Friday, July 4, 2008

The Party for the People of the Book

June 26, 2008



Something wondrous happened Sunday; I went to a party for the book, SOUTHERN COMFORTS: Rooted in a Florida Place.The invitation from our hostesses, Dottie Price and Merri McKenzie, read,“The Book’s Having a Party,”and, indeed, it did have quite a party. Mary Elizabeth Knight Irby, Arthur Spencer, Jr., Vada Beutke Horner, Leoris Richerson, Steve Everett (of Gainesville), and Gussie Lee were here in White Springs at the Suwannee River Yoga Studio where we were fed better than any bride at her own wedding.
Also from Alachua, representing Tommy (the fox hunter) and Huldah Malphurs, his mother (with whom I baked Communion bread in Ch.5) were Fay Malphurs Vaughn and Peggy Malphurs, daughter and daughter-in-law of Huldah.

I introduced our special guests by reading snippets from their sections of the book. To my astonishment, when we ran out of chairs, the rest of our audience of more than 50 people dropped to the floor and sat, motionless, through the entire reading. I had no microphone and, yet, we could have heard pollen falling. Janet Moses, who drew the book’s wildflower motif, the Linaria canadensis, more commonly called “Toadflax,” was also on hand. I’ve never been to a reading anything like this one which came together miraculously, as though perfectly rehearsed. At the end, the people who bought books went about the room, requesting autographs from the People of the Book. Linda Gafford thought of that; I just wish I'd had my copy so I could have got those signatures on mine, too.


At this rate, summer will end shortly. The days unfurl so effortlessly. Sun up, sun down, a little rain in between that cuts the heat, this afternoon from 95 to 65 here on the deck where’s it actually a little nippy. A light jacket would not be uncomfortable. I hear the interstate this minute (is there a single spot in Florida where one doesn't?), an unremitting drill on pavement, perhaps more trying in this quiet place than if I were driving I-75 myself.

I finally had to admit the blue men’s work shirts that have been my daily costume since I came to White Springs are worn thin enough that they might shred and fall down around my ankles as I’m walking along the street. I went into a second hand store for replacements and came out with two wild Hawaiian shirts, the length of mini-skirts. They are very happy and I plan to wear them all summer long. I’ll buy some more work shirts, but cheaper ones next time; I shouldn’t complain of their $30 price, though; after all, I have worn these two nearly every day for two years.
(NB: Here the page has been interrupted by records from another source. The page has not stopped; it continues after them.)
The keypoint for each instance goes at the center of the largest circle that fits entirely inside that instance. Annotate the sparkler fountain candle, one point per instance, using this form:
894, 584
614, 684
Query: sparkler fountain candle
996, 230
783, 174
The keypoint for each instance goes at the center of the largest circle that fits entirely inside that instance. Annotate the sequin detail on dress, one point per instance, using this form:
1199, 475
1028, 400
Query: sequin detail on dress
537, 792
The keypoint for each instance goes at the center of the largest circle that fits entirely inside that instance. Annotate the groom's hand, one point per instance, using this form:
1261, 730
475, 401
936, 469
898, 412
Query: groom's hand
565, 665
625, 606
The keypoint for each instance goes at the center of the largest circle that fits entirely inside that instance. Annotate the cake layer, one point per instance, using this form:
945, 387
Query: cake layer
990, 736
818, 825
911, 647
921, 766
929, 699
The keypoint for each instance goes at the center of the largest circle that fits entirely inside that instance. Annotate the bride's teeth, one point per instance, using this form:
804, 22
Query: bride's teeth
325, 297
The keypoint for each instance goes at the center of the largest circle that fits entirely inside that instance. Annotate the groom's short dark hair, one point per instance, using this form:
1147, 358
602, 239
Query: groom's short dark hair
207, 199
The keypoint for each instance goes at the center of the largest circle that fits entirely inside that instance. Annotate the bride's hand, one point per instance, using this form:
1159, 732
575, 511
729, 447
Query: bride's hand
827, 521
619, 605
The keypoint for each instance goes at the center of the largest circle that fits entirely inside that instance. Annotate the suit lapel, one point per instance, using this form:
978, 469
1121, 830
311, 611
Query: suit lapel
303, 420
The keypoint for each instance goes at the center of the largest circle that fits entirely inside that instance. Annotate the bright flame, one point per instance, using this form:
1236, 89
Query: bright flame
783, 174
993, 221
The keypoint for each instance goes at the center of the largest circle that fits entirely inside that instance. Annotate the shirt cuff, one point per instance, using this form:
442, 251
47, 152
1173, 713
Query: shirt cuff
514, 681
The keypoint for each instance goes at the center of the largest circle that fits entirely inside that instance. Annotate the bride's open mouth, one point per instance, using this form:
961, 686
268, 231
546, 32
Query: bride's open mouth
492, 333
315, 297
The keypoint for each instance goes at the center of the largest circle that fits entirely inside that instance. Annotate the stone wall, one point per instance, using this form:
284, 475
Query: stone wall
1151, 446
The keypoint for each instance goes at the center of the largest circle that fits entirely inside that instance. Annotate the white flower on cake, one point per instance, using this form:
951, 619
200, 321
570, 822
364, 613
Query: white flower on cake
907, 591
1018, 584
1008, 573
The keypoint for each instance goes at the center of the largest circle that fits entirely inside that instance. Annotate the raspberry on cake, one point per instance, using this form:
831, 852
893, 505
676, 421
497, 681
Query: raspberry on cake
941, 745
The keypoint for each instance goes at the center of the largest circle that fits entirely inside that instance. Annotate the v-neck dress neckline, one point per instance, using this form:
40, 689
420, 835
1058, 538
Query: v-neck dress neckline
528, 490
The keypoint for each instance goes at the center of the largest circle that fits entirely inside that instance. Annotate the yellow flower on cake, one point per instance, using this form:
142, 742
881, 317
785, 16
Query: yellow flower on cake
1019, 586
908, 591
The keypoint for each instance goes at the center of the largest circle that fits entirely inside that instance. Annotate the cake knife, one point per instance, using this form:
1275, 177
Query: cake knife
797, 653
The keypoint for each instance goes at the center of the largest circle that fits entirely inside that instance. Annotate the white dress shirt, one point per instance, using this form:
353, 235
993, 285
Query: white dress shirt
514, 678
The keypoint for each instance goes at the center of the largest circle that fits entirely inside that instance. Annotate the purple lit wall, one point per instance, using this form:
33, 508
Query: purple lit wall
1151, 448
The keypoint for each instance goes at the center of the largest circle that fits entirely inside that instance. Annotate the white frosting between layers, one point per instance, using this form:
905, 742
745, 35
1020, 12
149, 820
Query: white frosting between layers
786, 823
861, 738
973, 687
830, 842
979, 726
Mmm. A mosquito on my cool deck. Beyond the sounds of semis, my imagination reaches, all the way back to Sunday afternoon’s party when Suwannee River Yoga was decorated with handmade baskets and quilts, reminding me of the Bellamy Road Exhibit of 1988 when Bellamy Road folks gathered in a similarly decorated room at the Florida Museum of Natural History in Gainesville.

In celebration of the museum’s Tenth Annual Heritage Day, Betty Dunckel Camp invited me to create an exhibit based on my interviews along the Alachua-High Springs length of the Bellamy which is part of Florida’s historic Spanish Trail, a path worn by Pleistocene mammals, barefooted Native Americans, the Spanish, French, and the English, then early Florida pioneers and the slaves they brought with them.

1 comment:

merriberri said...

We has so much fun planning the party for the book. It was truly our pleasure. I thought it was a magical day. Everyone enjoyed meeting your guests and hearing you read selected sections from the book. I hope you will consider recording the book with your voice --- like you need anymore projects. Lunch in August?!!